When can you NOT deepcopy a model?

The answer to the question Can I deepcopy a model? doesn’t describe when or why this process sometimes fails.

I have two different nn.Module objects, Encoder and Decoder (the code for these is very long so I’ll save that for the moment). To me they look very similar, but only the first can be deepcopy-ied.

encoder = Encoder(args1)
decoder = Decoder(args2)

The former I can do new_enc = copy.deepcopy(encoder) no problem. If I try to deepcopy the decoder, I get the error

    raise RuntimeError("Only Tensors created explicitly by the user "
RuntimeError: Only Tensors created explicitly by the user (graph leaves) support the deepcopy protocol at the moment

Both modules have inits, they init the super, and they have a forward method. So… how might figure out what’s wrong with the second one? (I don’t think I did anything ‘fancy’ with the Decoder!)

Thanks.

The error is raised if you try to deepcopy non-leaf tensors as seen here:

x = torch.randn(1)
print(x.is_leaf)
# True
copy.deepcopy(x) # works

y = x + 1
print(y.is_leaf)
# True
copy.deepcopy(y) # works

x = torch.nn.Parameter(torch.randn(1))
print(x.is_leaf)
# True
copy.deepcopy(x) # works

y = x + 1
print(y.is_leaf)
# False
copy.deepcopy(y) # fails
# RuntimeError: Only Tensors created explicitly by the user (graph leaves) support the deepcopy protocol at the moment

Could this be the case in the Decoder, i.e. are you creating new tensors from leaf tensors in its __init__?

Thanks Piotr! That explanation makes sense. And yet the answer is… maybe…but I don’t see how? There are some non-tensor scalar variables being assigned based on other non-tensors, and there are lists of network modules that are being appended to, but I’m not aware of any tensor being changed in the __init__ to make it a non-leaf tensor. But it’s modules-within-modules. I guess i could try deepcopy on each of those and see if the error appears.

I guess I can also post the code: The decoder is the Generator from RAVE, which looks like this…

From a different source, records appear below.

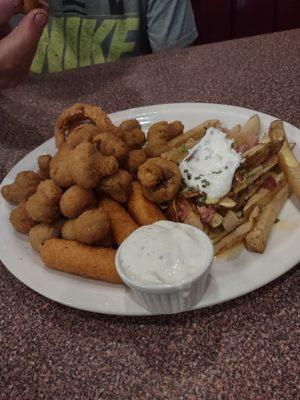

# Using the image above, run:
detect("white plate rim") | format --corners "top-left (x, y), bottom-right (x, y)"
top-left (0, 102), bottom-right (300, 316)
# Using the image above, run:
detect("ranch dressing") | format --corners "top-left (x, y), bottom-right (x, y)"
top-left (179, 128), bottom-right (241, 199)
top-left (118, 221), bottom-right (213, 286)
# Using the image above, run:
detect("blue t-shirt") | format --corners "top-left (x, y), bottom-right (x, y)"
top-left (14, 0), bottom-right (197, 73)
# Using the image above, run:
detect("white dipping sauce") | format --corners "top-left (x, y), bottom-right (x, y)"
top-left (179, 128), bottom-right (241, 199)
top-left (118, 221), bottom-right (213, 286)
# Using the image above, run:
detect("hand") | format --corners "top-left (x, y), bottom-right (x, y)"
top-left (0, 0), bottom-right (48, 89)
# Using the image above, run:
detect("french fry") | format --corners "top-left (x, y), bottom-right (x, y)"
top-left (234, 114), bottom-right (260, 146)
top-left (208, 212), bottom-right (223, 228)
top-left (99, 198), bottom-right (139, 246)
top-left (166, 197), bottom-right (203, 230)
top-left (168, 119), bottom-right (220, 147)
top-left (40, 239), bottom-right (121, 283)
top-left (127, 181), bottom-right (167, 226)
top-left (243, 143), bottom-right (279, 168)
top-left (245, 185), bottom-right (290, 253)
top-left (233, 155), bottom-right (278, 194)
top-left (269, 120), bottom-right (300, 201)
top-left (214, 207), bottom-right (259, 255)
top-left (222, 210), bottom-right (245, 233)
top-left (243, 172), bottom-right (286, 217)
top-left (218, 197), bottom-right (236, 208)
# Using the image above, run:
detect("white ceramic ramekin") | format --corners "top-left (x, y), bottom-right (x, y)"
top-left (116, 226), bottom-right (214, 314)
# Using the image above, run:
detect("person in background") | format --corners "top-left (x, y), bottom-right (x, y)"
top-left (0, 0), bottom-right (197, 88)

class Generator(nn.Module):
    def __init__(self,
                 latent_size,
                 capacity,
                 data_size,
                 ratios,
                 loud_stride,
                 use_noise,
                 noise_ratios,
                 noise_bands,
                 padding_mode,
                 bias=False):
        super().__init__()
        net = [
            wn(
                cc.Conv1d(
                    latent_size,
                    2**len(ratios) * capacity,
                    7,
                    padding=cc.get_padding(7, mode=padding_mode),
                    bias=bias,
                ))
        ]

        for i, r in enumerate(ratios):
            in_dim = 2**(len(ratios) - i) * capacity
            out_dim = 2**(len(ratios) - i - 1) * capacity

            net.append(
                UpsampleLayer(
                    in_dim,
                    out_dim,
                    r,
                    padding_mode,
                    cumulative_delay=net[-1].cumulative_delay,
                ))
            net.append(
                ResidualStack(
                    out_dim,
                    3,
                    padding_mode,
                    cumulative_delay=net[-1].cumulative_delay,
                ))

        self.net = cc.CachedSequential(*net)

        wave_gen = wn(
            cc.Conv1d(
                out_dim,
                data_size,
                7,
                padding=cc.get_padding(7, mode=padding_mode),
                bias=bias,
            ))

        loud_gen = wn(
            cc.Conv1d(
                out_dim,
                1,
                2 * loud_stride + 1,
                stride=loud_stride,
                padding=cc.get_padding(2 * loud_stride + 1,
                                       loud_stride,
                                       mode=padding_mode),
                bias=bias,
            ))

        branches = [wave_gen, loud_gen]

        if use_noise:
            noise_gen = NoiseGenerator(
                out_dim,
                data_size,
                noise_ratios,
                noise_bands,
                padding_mode=padding_mode,
            )
            branches.append(noise_gen)

        self.synth = cc.AlignBranches(
            *branches,
            cumulative_delay=self.net.cumulative_delay,
        )

        self.use_noise = use_noise
        self.loud_stride = loud_stride
        self.cumulative_delay = self.synth.cumulative_delay

    def forward(self, x, add_noise: bool = True):
        x = self.net(x)

        if self.use_noise:
            waveform, loudness, noise = self.synth(x)
        else:
            waveform, loudness = self.synth(x)
            noise = torch.zeros_like(waveform)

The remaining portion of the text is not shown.